We will separate this module into an applied and a theoretical part because different courses are more apt at addressing each of these aspects. You can start with either one or take both subjects together.
Taught by one of the core devs of scikit-learn, this is a very hands-on course. It is more comprehensive than the fast.ai ML course and covers topics such as data preprocessing, gradient boosting, calibration, model inspection and time series.
For the most comprehensive introduction, take Cornell's CS4780. While the course doesn't have any published exercises, you should be able to go through Stanford's CS229 exercises as well with the knoweldge from this course.
If you prefer Andrew Ng's style of teaching, are looking for a shorter course or want to explore RL as well, take a look at Stanford's CS229.
The Bloomberg course is also excellent, a bit more approachable than the above ones and is slightly more practically oriented.
This is the Stanford/lecture version of Andrew Ng's famous ML MOOC. While it is not as comprehensive as the Cornell course, it goes through topics such as RL that are not disscussed in CS4780. Furthermore, it also has coding and written exercises.
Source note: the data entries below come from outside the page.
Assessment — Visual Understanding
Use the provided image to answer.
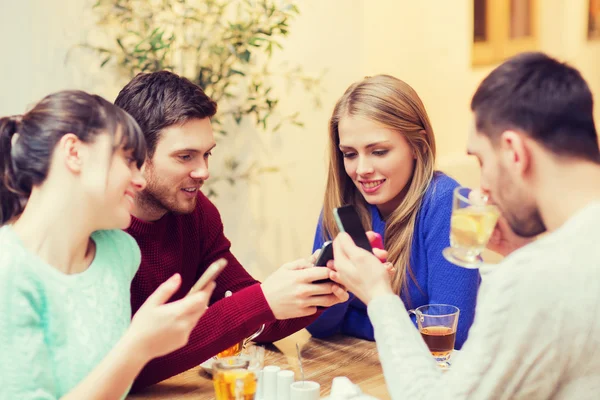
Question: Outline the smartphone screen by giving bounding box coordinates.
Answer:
[315,241,333,267]
[186,258,227,296]
[333,206,373,253]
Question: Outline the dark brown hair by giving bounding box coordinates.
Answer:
[471,53,600,163]
[0,91,146,225]
[115,71,217,157]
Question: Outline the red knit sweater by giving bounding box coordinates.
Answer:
[127,193,316,389]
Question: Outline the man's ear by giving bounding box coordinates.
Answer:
[500,130,531,175]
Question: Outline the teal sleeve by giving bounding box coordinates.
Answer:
[0,255,56,400]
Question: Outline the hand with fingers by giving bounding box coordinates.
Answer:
[261,255,348,320]
[329,233,393,305]
[126,274,215,360]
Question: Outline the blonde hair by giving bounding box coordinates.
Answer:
[323,75,435,299]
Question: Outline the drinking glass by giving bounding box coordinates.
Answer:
[442,187,500,268]
[212,355,258,400]
[214,324,265,359]
[410,304,460,368]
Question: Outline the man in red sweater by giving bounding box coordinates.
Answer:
[115,71,348,388]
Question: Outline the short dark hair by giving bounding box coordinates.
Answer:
[471,53,600,162]
[115,71,217,157]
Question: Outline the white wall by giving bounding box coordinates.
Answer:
[0,0,600,277]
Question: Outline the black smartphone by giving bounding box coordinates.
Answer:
[315,241,333,267]
[313,240,333,283]
[333,206,373,253]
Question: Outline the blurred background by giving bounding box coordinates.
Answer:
[0,0,600,278]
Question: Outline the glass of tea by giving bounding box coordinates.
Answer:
[212,355,258,400]
[410,304,460,368]
[214,324,265,359]
[442,187,500,268]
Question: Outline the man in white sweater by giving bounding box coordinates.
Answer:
[331,53,600,400]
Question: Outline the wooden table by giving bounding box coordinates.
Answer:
[127,331,390,400]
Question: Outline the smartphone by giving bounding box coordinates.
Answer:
[186,258,227,296]
[315,240,333,267]
[333,205,373,253]
[313,240,333,283]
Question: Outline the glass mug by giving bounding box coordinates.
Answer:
[442,187,500,268]
[409,304,460,368]
[212,355,259,400]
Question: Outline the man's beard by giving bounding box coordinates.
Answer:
[136,165,196,215]
[495,168,546,238]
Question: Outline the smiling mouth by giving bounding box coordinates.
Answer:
[360,179,385,189]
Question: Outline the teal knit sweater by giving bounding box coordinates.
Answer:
[0,225,140,400]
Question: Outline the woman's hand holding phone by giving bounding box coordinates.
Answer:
[126,259,227,361]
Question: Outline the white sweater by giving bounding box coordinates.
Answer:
[368,199,600,400]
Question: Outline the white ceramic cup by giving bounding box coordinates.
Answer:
[262,365,281,400]
[277,370,294,400]
[290,381,321,400]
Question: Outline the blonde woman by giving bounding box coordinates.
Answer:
[308,75,480,348]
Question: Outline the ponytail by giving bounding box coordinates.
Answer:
[0,116,25,226]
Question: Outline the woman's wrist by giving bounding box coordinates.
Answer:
[117,328,155,369]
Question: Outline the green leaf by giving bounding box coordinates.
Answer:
[100,56,112,68]
[227,68,246,76]
[238,50,250,63]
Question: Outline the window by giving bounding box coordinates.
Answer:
[588,0,600,39]
[472,0,540,65]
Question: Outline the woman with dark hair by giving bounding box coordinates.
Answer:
[0,91,213,399]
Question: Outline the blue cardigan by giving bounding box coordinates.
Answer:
[307,172,481,349]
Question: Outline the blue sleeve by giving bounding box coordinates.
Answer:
[306,212,354,338]
[423,178,481,349]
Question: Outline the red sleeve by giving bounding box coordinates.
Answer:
[134,195,317,389]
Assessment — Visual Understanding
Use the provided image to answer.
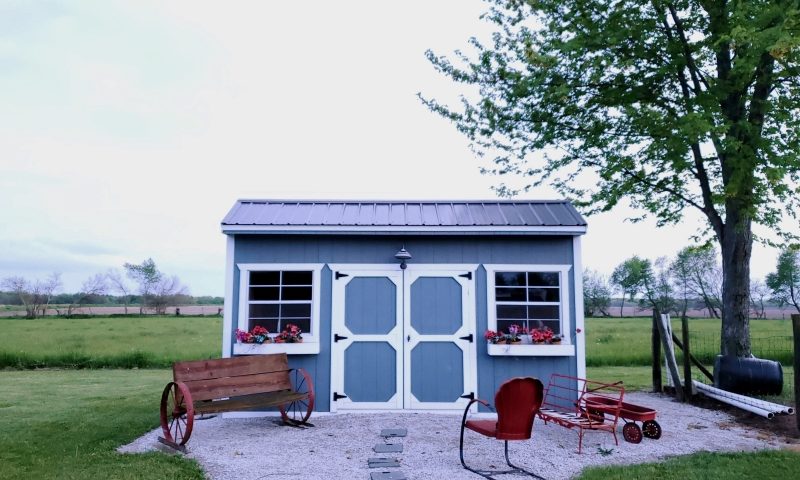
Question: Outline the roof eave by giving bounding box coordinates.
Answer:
[222,224,586,236]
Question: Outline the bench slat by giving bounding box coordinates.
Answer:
[184,370,292,402]
[194,390,308,413]
[172,353,289,382]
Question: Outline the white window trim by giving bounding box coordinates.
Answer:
[233,263,325,355]
[483,264,575,356]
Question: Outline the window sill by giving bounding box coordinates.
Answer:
[233,342,319,355]
[486,343,575,357]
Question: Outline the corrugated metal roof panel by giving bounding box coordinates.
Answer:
[222,200,586,231]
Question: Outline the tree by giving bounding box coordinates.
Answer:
[611,255,650,317]
[124,258,187,314]
[422,0,800,356]
[106,269,132,315]
[67,273,108,316]
[639,257,676,313]
[2,273,61,318]
[670,245,722,318]
[123,258,162,314]
[750,279,771,318]
[767,247,800,313]
[583,269,611,317]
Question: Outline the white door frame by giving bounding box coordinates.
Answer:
[403,264,478,410]
[328,263,478,412]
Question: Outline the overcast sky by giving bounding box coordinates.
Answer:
[0,0,792,295]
Peter Bloem, the author of this incredible blog post on Transformers, also teaches this ML course at VU Amsterdam. In the same style to his blog, Peter uses simple visuals to express ideas that consequently become much more digestible.
ML Blinks is one of the best visual ML resources online. Islem Rekik has a gift for expressing her teaching through beautiful illustrations. Her videos are basically what you'd imagine if 3blue1brown and mathematicalmonk collaborated.